26.03.2009

Großer Nachholbedarf vorhanden

Die deutschen Universitäten brauchen eine neue Personalstrategie. Von Helmut Schwarz



Physik Journal – Die deutschen Universitäten brauchen eine neue Personalstrategie. Von Helmut Schwarz

Die Physik in Deutschland genießt international einen guten Ruf. Die Förderzahlen der Alexander von Humboldt-Stiftung untermauern diese Einschätzung. In den vergangenen zehn Jahren stellten die Physiker mit insgesamt an die 1100 Forschungsaufenthalten von Stipendiaten und rund 600 Aufenthalten von Preisträgern die zweitstärkste Gruppe unter den ausländischen Naturwissenschaftlern, die mithilfe der Stiftung nach Deutschland kamen.

Die Wahl eines Forschungsstandortes ist eine Abstimmung mit den Füßen. Hinter jedem Aufenthalt steht die Entscheidung für einen Gastgeber und Kooperationspartner in Deutschland und eine Aussage darüber, in welchen Fachbereichen die deutsche Forschung so gut ist, dass sie den internationalen Wettbewerb um die Besten gewinnt.

Auf das erfolgreiche Abschneiden bei den Humboldtianern aus aller Welt kann sich die Physik in Deutschland also durchaus etwas einbilden. Doch auf dem guten Ruf ausruhen sollte sie sich nicht. Denn Humboldtianer kommen meist, um nach durchschnittlich einem Jahr in Deutschland wieder in ihr Heimatland zurückzukehren. Wenn es aber darum geht, ausländischen und vor allem den eigenen Talenten langfristige Karrierechancen zu bieten, haben deutsche Universitäten im internationalen Vergleich trotz Fortschritten in der jüngeren Zeit immer noch großen Nachholbedarf. Das betrifft nicht nur die Physik, sondern alle Fächer. Neue Personalstrategien sind nötig, um den Nachwuchs zu fördern und international konkurrenzfähiger zu werden.

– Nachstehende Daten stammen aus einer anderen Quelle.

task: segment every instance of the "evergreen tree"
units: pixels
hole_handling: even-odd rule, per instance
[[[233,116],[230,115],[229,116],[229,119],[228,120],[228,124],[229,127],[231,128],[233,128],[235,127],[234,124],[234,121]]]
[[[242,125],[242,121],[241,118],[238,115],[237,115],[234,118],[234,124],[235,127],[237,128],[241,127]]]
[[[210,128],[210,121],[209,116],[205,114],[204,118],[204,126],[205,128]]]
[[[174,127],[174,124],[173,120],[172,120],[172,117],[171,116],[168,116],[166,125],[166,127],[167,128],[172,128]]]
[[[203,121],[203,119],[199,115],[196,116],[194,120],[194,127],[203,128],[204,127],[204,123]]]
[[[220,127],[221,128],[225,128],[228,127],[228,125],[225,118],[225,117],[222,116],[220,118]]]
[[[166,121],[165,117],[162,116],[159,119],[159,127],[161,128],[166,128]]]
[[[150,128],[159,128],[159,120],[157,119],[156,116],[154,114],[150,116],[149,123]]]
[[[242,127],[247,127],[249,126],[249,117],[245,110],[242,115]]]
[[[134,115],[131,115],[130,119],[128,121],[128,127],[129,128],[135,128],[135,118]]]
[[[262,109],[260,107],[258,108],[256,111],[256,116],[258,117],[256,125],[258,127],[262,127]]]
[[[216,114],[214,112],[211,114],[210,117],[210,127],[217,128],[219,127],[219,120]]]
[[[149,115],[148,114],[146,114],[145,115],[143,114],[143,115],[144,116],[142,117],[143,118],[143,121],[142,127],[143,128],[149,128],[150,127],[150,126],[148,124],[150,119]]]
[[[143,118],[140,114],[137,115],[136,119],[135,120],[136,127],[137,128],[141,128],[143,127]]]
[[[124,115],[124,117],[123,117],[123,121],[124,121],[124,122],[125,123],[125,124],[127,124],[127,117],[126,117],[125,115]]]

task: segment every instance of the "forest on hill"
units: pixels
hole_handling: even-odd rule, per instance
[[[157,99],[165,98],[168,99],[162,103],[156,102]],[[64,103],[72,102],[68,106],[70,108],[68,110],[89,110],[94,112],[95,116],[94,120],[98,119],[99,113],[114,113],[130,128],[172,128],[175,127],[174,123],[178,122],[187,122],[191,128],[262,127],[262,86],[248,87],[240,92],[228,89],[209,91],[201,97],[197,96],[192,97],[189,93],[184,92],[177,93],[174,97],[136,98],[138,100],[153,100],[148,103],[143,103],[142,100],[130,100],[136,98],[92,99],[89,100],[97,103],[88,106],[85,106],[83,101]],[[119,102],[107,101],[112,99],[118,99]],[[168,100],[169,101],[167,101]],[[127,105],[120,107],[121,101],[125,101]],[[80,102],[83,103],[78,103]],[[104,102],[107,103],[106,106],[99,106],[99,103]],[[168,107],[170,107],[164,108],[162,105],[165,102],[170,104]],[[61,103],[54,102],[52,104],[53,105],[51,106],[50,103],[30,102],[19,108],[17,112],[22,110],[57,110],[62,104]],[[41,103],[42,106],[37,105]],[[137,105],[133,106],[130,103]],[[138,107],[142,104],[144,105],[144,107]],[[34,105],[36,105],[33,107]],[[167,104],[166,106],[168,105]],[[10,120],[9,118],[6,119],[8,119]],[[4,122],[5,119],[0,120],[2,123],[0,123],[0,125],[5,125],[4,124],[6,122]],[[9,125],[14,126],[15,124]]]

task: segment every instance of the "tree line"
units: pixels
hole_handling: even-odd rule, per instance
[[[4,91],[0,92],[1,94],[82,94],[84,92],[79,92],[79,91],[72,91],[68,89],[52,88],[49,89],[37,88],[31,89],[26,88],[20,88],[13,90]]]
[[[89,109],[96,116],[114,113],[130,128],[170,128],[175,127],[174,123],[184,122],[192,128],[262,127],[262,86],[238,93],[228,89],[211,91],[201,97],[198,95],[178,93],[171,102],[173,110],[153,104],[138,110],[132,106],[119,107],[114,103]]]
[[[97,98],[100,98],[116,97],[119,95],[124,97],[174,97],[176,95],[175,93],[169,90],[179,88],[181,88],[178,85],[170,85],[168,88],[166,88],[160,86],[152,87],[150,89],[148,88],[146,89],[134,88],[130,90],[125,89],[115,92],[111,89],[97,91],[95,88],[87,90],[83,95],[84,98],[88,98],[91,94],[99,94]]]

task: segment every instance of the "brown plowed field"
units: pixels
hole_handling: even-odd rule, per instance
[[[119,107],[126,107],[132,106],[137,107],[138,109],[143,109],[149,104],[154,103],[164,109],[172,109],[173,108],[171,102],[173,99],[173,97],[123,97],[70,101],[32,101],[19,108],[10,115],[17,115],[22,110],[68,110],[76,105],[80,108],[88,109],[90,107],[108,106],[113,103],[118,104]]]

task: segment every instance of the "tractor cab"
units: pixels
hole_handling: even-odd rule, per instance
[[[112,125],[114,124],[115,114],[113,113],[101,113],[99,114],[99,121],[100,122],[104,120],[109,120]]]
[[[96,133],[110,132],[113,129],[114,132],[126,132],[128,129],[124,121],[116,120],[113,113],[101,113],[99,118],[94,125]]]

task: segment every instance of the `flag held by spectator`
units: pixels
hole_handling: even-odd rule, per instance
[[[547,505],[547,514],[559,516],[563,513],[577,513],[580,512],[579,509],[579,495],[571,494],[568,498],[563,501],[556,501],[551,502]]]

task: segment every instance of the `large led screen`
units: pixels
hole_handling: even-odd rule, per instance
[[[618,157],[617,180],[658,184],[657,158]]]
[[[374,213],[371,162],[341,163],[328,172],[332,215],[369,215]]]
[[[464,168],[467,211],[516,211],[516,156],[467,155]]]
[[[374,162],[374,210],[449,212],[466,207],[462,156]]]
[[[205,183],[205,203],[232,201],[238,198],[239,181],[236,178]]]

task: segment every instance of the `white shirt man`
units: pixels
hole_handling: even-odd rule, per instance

Wer weltweit die Besten gewinnen will und wer in Berufungsverfahren glaubwürdig bleiben möchte, muss sicherstellen, dass Berufungsverfahren transparent sind und nicht dazu dienen, bereits vorhandenes Personal zu versorgen. Berufungskommissionen müssen zu Suchkommissionen werden. So wie beispielsweise an der Eidgenössischen Technischen Hochschule Zürich, wo mehr als die Hälfte der in den letzten 20 Jahren berufenen Professoren von der Berufungskommission selbst identifiziert und aktiv angesprochen wurden. Ein komplettes Berufungsverfahren wird hier im Schnitt in circa sieben Monaten abgeschlossen. Dazu trägt auch die Möglichkeit bei, Berufungen ohne Ausschreibung oder auswärtige Gutachten durchführen zu können. Solche Direktberufungen müssen auch bei uns flächendeckend Schule machen. Berufungen dürfen eben keine lästige Pflichtübung sein, wie sie es immer noch zu oft in Deutschland sind.

Wenn es Länder gibt, in denen, gemessen an der Kaufkraft, Hochschullehrer mittlerweile das Doppelte und Dreifache verdienen, so kann dies nicht folgenlos bleiben. Deutschlands Platz auf der Einkommens-Rankingliste liegt inzwischen irgendwo im unteren Mittelfeld. Für wissenschaftliche und technische Mitarbeiter sieht die Statistik keineswegs rosiger aus, sodass es schwer fällt, einen hochqualifizierten Techniker, eine erstklassige Sekretärin oder einen kreativen Fachhochschulingenieur für eine Universitätsposition zu gewinnen. Selbst Idealisten tun sich nicht leicht, Einkommensverluste von bis zu 70 Prozent zu akzeptieren, wie sie Spitzenleuten drohen, wenn die Tarifregeln des öffentlichen Dienstes blind angewendet werden müssen. Daher benötigen wir eine leistungsgerechte Besoldung.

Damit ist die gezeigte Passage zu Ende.